Suddenly, her name popped into his head: Janice.
And with it, a totally irrational fear.
Janice at the hospital.
Burned.
“Fin, I’ll call you back. Two minutes.”
“Sut-“
He hung up, and then dialled Janice’s mobile.
And prayed to God that she hadn’t visited the hospital for any reason.
He had just left her. She wouldn’t have had time –
The phone was picked up.
“Sutton?”
“Janice, thank God. I thought you might be at the hospital…”
“I’m not, I-“
“The BRI’s on fire,” he said. “Scott Bradley went in there and started setting light to everything.”
A shocked pause.
“My God. Why?”
“I think,” Sutton said slowly, “I think, it’s because Bodel is getting ready to run.”
“So…why burn the BRI?”
“To cover his tracks? Or cause confusion? Nobody will know if he was in there working or not and by the time people realise he wasn’t he’ll be overseas somewhere, continuing his research.” Sutton breathed a sigh of relief. “Thank God you’re still at home.”
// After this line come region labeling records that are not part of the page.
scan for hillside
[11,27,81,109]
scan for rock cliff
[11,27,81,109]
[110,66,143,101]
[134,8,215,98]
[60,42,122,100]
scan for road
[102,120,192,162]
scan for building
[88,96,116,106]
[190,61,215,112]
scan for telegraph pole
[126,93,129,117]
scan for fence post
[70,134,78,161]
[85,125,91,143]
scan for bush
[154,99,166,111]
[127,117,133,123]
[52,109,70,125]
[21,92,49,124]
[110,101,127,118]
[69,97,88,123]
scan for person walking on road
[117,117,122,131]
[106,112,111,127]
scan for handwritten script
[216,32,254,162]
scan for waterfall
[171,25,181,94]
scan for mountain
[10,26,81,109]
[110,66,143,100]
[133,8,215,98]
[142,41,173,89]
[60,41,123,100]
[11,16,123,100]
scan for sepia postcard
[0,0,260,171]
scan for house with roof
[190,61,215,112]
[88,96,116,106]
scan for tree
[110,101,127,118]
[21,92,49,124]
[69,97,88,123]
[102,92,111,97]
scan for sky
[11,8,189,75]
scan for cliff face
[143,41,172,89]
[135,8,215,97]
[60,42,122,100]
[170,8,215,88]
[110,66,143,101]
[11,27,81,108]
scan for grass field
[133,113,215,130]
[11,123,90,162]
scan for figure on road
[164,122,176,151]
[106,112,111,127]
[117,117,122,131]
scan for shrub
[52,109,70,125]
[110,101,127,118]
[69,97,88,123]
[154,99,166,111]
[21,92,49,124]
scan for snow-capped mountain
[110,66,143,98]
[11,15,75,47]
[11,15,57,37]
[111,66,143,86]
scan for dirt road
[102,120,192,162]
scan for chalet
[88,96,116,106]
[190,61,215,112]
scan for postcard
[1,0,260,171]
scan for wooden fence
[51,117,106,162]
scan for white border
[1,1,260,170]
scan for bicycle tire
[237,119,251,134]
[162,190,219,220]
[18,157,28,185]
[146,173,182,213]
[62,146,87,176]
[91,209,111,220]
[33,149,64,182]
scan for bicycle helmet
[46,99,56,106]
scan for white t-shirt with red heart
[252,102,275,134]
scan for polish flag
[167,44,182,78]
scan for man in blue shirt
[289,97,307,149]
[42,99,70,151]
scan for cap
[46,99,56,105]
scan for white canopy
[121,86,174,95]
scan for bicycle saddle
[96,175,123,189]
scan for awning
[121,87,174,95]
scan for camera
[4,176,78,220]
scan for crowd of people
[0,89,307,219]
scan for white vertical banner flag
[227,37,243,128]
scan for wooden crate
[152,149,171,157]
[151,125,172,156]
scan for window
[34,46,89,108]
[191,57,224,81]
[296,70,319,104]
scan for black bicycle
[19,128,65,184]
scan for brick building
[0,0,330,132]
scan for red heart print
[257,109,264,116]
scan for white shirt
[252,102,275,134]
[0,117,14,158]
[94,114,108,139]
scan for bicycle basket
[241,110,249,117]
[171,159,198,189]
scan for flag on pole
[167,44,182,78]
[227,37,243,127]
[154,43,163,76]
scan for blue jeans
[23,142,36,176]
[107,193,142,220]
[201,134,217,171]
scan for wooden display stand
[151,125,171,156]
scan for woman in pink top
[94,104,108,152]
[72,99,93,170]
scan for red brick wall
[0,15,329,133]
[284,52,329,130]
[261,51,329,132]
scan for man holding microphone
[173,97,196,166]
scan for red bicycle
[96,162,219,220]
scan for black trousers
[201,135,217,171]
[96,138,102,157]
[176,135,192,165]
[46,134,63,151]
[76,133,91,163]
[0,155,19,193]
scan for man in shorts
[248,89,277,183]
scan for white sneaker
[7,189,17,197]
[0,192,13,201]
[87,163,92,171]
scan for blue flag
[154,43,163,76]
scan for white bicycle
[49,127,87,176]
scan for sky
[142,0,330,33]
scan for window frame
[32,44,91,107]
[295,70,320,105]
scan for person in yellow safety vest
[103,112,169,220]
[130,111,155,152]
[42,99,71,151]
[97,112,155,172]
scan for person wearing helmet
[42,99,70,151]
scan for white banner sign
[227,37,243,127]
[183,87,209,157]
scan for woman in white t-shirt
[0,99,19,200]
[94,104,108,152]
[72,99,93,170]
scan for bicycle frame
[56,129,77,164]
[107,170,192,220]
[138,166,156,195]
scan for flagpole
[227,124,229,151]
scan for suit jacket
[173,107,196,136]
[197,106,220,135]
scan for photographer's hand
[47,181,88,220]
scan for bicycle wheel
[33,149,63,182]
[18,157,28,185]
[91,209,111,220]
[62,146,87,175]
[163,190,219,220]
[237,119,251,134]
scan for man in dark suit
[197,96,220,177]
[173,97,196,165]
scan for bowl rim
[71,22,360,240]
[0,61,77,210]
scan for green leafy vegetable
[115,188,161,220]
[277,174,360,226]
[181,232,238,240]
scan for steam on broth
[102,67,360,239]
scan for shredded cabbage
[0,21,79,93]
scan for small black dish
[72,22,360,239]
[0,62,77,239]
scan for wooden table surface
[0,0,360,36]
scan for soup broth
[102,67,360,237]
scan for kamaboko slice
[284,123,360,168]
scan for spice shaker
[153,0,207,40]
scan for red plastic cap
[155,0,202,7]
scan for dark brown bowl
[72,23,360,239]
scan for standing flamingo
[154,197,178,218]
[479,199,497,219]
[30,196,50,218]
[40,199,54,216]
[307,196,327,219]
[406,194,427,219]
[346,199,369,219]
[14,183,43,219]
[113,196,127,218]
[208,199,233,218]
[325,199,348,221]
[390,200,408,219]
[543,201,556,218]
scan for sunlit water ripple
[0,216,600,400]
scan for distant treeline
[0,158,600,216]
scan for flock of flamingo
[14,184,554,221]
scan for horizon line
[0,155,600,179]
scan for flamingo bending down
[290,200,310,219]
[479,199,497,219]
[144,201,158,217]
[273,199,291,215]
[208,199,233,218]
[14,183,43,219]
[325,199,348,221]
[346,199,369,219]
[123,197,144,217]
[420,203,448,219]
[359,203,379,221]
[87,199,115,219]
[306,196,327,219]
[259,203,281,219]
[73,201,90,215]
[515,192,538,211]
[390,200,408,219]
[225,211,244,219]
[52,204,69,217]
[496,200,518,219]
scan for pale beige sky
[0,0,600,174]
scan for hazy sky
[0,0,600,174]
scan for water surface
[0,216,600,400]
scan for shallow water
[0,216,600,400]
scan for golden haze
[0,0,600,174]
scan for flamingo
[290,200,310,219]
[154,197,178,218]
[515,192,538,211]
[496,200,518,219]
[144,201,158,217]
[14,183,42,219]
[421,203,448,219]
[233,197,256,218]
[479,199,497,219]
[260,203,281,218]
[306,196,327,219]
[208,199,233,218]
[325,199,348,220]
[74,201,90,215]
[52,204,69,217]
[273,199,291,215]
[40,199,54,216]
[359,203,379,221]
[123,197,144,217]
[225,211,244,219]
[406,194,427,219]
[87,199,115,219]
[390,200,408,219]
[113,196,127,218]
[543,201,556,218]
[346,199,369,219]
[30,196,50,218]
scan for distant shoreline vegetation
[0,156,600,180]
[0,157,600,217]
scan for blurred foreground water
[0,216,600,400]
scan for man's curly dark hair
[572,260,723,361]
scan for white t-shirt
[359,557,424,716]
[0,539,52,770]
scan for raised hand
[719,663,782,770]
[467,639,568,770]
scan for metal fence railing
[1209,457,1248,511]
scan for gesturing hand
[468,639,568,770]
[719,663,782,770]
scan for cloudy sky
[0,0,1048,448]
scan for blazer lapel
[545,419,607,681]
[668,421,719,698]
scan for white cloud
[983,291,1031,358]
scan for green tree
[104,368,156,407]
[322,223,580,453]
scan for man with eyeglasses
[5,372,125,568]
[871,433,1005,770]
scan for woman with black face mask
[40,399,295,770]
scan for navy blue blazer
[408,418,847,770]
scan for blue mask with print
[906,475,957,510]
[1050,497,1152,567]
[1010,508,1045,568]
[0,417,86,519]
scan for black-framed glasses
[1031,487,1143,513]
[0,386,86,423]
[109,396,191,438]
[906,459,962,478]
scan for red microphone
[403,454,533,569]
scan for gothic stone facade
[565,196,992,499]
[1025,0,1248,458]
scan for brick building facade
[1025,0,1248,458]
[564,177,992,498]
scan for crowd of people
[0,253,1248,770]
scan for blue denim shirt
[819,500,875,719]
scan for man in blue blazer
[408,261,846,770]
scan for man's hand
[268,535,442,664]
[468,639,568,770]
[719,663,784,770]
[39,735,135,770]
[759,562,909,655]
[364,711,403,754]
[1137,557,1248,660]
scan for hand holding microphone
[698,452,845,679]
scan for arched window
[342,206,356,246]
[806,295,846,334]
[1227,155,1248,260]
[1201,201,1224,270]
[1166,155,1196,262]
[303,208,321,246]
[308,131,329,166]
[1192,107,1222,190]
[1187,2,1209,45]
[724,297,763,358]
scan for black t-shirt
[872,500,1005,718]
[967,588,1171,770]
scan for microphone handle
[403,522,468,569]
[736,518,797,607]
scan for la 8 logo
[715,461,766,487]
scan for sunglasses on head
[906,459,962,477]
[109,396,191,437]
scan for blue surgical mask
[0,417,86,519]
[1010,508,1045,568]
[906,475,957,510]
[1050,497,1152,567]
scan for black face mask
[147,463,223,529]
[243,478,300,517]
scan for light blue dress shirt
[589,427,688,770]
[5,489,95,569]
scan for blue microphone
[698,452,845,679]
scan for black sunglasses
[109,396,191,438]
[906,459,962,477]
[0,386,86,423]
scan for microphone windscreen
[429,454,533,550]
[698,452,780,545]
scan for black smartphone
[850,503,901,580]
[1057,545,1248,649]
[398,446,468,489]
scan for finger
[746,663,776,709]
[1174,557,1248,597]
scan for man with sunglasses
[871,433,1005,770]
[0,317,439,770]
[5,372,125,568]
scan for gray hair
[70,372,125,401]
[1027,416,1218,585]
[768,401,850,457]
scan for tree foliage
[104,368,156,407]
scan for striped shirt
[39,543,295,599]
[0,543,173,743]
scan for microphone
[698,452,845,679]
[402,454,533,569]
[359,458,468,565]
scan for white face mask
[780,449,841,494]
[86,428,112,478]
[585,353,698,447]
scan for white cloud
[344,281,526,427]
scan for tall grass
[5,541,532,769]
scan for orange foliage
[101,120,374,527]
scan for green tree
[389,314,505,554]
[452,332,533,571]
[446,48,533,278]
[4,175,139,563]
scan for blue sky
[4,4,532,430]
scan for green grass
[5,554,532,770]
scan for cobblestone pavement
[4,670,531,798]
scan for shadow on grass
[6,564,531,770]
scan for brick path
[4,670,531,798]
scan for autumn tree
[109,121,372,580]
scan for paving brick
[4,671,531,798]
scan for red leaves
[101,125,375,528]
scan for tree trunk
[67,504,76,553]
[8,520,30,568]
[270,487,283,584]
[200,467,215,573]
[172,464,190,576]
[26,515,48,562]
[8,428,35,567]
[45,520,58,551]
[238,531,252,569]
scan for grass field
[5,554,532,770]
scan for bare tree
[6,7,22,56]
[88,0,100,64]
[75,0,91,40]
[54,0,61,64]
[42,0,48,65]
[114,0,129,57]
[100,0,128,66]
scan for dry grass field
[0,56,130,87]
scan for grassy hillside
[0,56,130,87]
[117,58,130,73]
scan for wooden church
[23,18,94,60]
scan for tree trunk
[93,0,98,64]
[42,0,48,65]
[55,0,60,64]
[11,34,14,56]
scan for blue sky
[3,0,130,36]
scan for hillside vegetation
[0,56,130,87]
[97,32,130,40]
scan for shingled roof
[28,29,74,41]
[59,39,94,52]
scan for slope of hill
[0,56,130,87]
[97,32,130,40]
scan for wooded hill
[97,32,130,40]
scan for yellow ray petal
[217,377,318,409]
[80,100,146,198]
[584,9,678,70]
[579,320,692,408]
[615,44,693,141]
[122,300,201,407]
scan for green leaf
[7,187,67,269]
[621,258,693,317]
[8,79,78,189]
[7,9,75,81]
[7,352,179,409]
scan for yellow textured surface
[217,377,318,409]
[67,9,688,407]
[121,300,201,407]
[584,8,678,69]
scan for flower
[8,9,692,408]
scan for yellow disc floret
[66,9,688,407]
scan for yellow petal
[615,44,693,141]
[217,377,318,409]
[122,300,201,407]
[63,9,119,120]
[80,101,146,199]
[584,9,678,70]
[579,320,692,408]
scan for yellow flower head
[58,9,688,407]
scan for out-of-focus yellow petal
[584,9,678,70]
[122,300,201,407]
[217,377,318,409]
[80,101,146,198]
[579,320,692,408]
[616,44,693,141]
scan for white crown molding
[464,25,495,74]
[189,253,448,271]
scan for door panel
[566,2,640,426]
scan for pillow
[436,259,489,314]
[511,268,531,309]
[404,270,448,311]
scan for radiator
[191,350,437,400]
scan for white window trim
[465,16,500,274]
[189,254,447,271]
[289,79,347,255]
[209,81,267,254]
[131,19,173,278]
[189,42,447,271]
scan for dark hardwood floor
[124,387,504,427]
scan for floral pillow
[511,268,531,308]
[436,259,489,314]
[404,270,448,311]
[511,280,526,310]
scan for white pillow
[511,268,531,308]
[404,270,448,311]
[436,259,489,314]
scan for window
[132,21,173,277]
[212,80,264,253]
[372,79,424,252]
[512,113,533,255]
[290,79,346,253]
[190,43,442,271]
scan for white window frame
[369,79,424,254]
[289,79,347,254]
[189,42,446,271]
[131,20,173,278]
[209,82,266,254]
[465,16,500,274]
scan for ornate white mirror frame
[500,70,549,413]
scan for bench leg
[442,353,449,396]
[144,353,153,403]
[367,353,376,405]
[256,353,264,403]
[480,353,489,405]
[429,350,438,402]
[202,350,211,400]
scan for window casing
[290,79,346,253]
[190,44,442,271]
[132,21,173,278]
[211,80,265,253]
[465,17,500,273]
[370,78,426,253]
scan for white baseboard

“But I’m not,” Janice said.
“We need to-“ He stopped. “What?”
“I said, I’m not at home,” Janice said. “I’m on Elmdale Road. I think I figured out where Bodel’s secret lab is. I found an old article about him, an article about his pioneering work, and he mentioned that he did a lot of work in a lab he’d had made up in his house.”
“Janice, damn it, what are you doing? I told you to stop investigating. This isn’t a game-“
“Sutton, this is it! If we get his lab we get him. All his stuff will be there, whatever he’s concocted that allows Non-Hodgkin Lymphoma to develop in his patients will be there. Gavin’s body will be there. Then all-“
Her voice was interrupted by the sound of breaking glass, and then a terrified scream from Janice, and then a thump, and then the phone went dead in Sutton’s ear.